People are the magic of Stryker, and we have a unique culture that sets us apart.  We attract people who are passionate and driven to make healthcare better and improve lives globally.  Our employees are humble and hardworking and have earned numerous accolades as a great place to work, including being recognized for creating an environment that fosters diversity and inclusion.

We are intensely focused on customers and differentiate ourselves through an organizational model of business unit specialization.  Each unit has its own sales, marketing, R&D and business development teams that collaborate closely with our customers. This approach results in customer-driven innovation that improves the patient and customer experience.

How do you view your role and responsibilities in improving healthcare? What are some of the major areas in which you think you can make a significant difference?

We are guided by our mission—Together with our customers, we are driven to make healthcare better—and our values—Integrity, Accountability, People and Performance.

We are driven to improve outcomes for patients and caregivers. For example, our mechanical thrombectomy products, which remove clots from blood vessels in the brain, combined with better pathways for care for stroke victims, have the potential to significantly reduce disability and save lives.
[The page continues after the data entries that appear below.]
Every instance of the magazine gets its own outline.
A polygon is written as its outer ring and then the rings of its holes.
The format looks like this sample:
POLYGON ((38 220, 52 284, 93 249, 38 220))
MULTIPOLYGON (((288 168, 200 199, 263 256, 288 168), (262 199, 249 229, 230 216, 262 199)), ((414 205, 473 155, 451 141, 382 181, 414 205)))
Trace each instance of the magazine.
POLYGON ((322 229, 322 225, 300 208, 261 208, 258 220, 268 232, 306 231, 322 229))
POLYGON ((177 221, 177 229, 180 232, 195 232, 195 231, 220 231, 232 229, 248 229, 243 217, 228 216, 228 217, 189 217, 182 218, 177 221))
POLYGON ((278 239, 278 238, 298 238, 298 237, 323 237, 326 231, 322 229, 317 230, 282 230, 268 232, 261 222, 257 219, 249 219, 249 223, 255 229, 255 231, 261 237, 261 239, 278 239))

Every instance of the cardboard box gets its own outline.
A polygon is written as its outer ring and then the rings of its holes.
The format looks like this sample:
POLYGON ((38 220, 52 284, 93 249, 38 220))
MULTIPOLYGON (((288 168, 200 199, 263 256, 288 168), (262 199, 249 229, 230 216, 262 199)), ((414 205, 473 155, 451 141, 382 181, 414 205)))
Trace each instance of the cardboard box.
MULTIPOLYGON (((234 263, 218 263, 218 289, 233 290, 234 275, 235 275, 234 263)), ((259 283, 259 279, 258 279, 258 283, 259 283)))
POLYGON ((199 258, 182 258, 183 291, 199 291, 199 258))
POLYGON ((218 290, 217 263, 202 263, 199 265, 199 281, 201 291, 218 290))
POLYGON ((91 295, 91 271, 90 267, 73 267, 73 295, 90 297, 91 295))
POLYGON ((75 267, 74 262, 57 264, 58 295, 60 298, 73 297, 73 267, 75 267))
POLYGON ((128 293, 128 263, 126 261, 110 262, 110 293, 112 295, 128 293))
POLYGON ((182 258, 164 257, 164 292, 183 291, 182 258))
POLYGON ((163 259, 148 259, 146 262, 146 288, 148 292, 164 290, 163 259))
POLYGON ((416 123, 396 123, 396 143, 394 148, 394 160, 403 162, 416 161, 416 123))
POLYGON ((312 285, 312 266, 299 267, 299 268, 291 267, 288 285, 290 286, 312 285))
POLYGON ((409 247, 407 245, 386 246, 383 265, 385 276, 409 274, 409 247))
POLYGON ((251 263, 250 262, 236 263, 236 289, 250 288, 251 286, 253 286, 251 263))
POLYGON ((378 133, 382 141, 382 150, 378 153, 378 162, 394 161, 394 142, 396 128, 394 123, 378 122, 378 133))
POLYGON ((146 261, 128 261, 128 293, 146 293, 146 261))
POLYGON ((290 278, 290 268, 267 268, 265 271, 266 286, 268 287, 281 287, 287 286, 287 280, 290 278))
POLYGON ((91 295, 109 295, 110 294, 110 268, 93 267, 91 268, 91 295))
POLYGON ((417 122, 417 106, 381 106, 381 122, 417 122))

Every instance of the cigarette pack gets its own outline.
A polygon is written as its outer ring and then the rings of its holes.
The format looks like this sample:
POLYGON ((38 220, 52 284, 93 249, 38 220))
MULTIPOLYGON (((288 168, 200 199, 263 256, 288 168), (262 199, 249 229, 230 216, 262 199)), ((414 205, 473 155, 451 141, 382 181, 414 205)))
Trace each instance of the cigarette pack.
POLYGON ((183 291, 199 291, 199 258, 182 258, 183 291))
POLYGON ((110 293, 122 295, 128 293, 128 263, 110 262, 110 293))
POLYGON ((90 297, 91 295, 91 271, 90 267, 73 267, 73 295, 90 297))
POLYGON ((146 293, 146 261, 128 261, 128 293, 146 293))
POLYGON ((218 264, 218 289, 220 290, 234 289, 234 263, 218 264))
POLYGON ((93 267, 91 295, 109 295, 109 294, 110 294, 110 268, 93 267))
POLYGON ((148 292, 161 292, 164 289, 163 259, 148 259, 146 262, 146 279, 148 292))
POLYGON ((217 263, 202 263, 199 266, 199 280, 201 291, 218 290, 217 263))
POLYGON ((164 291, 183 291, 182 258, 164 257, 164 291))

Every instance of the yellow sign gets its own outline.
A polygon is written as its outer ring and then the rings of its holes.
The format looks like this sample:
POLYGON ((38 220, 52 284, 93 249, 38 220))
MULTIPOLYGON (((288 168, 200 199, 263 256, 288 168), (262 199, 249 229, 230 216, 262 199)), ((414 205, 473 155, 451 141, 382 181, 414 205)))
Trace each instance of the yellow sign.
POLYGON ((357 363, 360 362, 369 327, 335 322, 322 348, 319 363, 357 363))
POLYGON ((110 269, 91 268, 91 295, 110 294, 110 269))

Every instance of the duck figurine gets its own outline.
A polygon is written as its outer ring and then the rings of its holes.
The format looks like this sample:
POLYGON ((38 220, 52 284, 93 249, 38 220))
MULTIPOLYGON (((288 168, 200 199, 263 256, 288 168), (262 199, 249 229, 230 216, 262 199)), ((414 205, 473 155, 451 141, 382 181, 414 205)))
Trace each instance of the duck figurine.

Mako, our robotic arm-assisted surgery product, enables surgeons to have a more predictable surgical experience when performing joint replacement surgery.  And our emergency powered cots help protect EMTs from back injuries when loading and unloading patients into ambulances.

What does innovation mean to you? How do you create a culture within the company that supports this, and how do you work with partners to move these innovations forward?

Customers and patients are at the heart of everything we do. We nurture innovation to solve customer challenges. That approach began with our founder, Dr. Homer Stryker, an orthopaedic surgeon in Kalamazoo, Michigan, who invented products in the local community hospital where he worked, all in an effort to better serve the needs of his patients.

Today, we collaborate with hospitals and healthcare providers to make sure we understand their practice environment, treatment protocols and unmet needs. Our deep understanding of our customers helps us design and manufacture products and services that make a difference for them. We also find new innovations through a disciplined approach to strategic mergers and acquisitions that allows us to further develop new technologies and integrate them into our product portfolio.

We have acquired over 40 companies in the past five years and have increased research and development spending significantly.  The result is a leading technology position in many areas such as hard-tissue robotics, 3D-printing of titanium, mixed-reality use by sales teams, and advanced imaging for minimally invasive surgery.

What’s your vision for the company over the next 5 years? What would you like it to be known for?

We’d like to be known as the global MedTech leader in Orthopaedics, Medical and Surgical Equipment, and Neurotechnology and Spine.   We expect to continue our impressive track record of growth by providing meaningful innovations to improve customer and patient outcomes. We think we can do that by attracting people who care deeply about making healthcare better and using their expertise to improve lives around the world.